모델에 여러 입력 또는 여러 출력이 있는 경우
레이어들 중 어떤 것에 여러 입력 또는 여러 출력이 있는 경우
레이어 공유가 필요한 경우
비선형 토폴로지(예: residual 연결, 다중 분기 모델)가 필요한 경우

Sequential 모델 생성

Sequential 생성자에 레이어 리스트를 전달하여 Sequential 모델을 생성할 수 있습니다.

model = keras.Sequential(
    [
        layers.Dense(2, activation="relu"),
        layers.Dense(3, activation="relu"),
        layers.Dense(4),
    ]
)

레이어는 layers 속성을 통해 접근할 수 있습니다.

model.layers

결과

[<Dense name=dense, built=False>,
 <Dense name=dense_1, built=False>,
 <Dense name=dense_2, built=False>]

add() 메서드를 통해 Sequential 모델을 증분 방식(incrementally)으로 생성할 수도 있습니다.
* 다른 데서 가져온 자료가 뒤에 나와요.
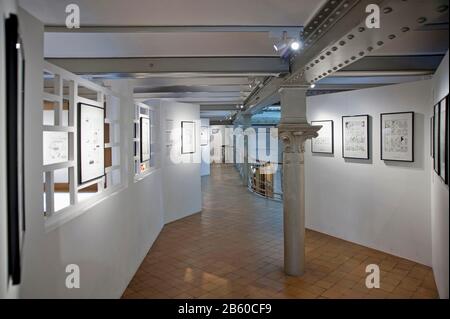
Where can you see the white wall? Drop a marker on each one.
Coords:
(205, 168)
(439, 198)
(383, 205)
(109, 240)
(181, 179)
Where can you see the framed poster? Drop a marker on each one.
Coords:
(355, 137)
(397, 136)
(324, 143)
(55, 147)
(91, 145)
(431, 136)
(15, 84)
(145, 138)
(187, 137)
(436, 139)
(443, 147)
(204, 134)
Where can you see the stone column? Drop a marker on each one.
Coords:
(294, 130)
(246, 122)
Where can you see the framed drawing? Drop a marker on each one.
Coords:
(436, 138)
(204, 134)
(324, 143)
(187, 137)
(397, 136)
(443, 146)
(145, 138)
(55, 147)
(15, 84)
(431, 136)
(91, 147)
(355, 137)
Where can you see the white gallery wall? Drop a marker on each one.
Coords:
(181, 173)
(439, 198)
(205, 169)
(107, 241)
(379, 204)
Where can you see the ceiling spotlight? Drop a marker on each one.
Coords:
(295, 45)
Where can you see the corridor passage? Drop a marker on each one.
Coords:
(234, 249)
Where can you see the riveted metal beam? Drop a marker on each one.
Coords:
(341, 37)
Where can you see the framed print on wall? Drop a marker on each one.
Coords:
(145, 138)
(397, 136)
(15, 179)
(91, 147)
(443, 147)
(355, 137)
(55, 147)
(204, 134)
(324, 143)
(436, 139)
(187, 137)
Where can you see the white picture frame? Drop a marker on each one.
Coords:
(145, 139)
(204, 135)
(91, 144)
(55, 147)
(355, 137)
(397, 136)
(324, 143)
(188, 137)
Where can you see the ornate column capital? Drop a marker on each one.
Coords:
(294, 135)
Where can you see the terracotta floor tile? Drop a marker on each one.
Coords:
(234, 249)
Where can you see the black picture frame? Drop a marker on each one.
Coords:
(332, 137)
(436, 138)
(80, 180)
(367, 132)
(382, 138)
(443, 152)
(183, 123)
(141, 157)
(15, 179)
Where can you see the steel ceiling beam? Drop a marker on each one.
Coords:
(175, 29)
(184, 66)
(337, 37)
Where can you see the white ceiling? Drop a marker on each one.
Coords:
(177, 12)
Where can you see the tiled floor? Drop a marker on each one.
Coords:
(234, 249)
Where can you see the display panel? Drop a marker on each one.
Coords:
(91, 147)
(145, 138)
(187, 137)
(324, 143)
(355, 136)
(204, 135)
(55, 147)
(397, 136)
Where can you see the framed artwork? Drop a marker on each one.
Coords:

model = keras.Sequential()
model.add(layers.Dense(2, activation="relu"))
model.add(layers.Dense(3, activation="relu"))
model.add(layers.Dense(4))

레이어를 제거하는 pop() 메서드도 있습니다. Sequential 모델은 레이어 리스트와 매우 비슷하게 동작합니다.

model.pop()
print(len(model.layers))  # 2

결과

또한 Sequential 생성자는 (Keras의 모든 레이어나 모델과 마찬가지로) name 인수를 허용합니다. 이는 의미적으로(semantically) 의미 있는(meaningful) 이름으로 TensorBoard 그래프에 어노테이션 하기에 유용합니다.

model = keras.Sequential(name="my_sequential")
model.add(layers.Dense(2, activation="relu", name="layer1"))
model.add(layers.Dense(3, activation="relu", name="layer2"))
model.add(layers.Dense(4, name="layer3"))

입력 모양을 미리 지정

일반적으로, Keras의 모든 레이어는 가중치를 생성하기 위해 입력의 모양을 알아야 합니다. 따라서 이와 같은 레이어를 만들면, 처음에는 가중치가 없습니다.

layer = layers.Dense(3)
layer.weights  # 비어 있음

결과

[]

입력에 대해 처음 호출될 때 가중치를 생성합니다. 가중치의 모양은 입력의 모양에 따라 달라지기 때문입니다.

# 테스트 입력에 대한 레이어 호출
x = ops.ones((1, 4))
y = layer(x)
layer.weights  # 이제 (4, 3) 및 (3,) 모양의 가중치가 있습니다.

결과

[<KerasVariable shape=(4, 3), dtype=float32, path=dense_6/kernel>,
 <KerasVariable shape=(3,), dtype=float32, path=dense_6/bias>]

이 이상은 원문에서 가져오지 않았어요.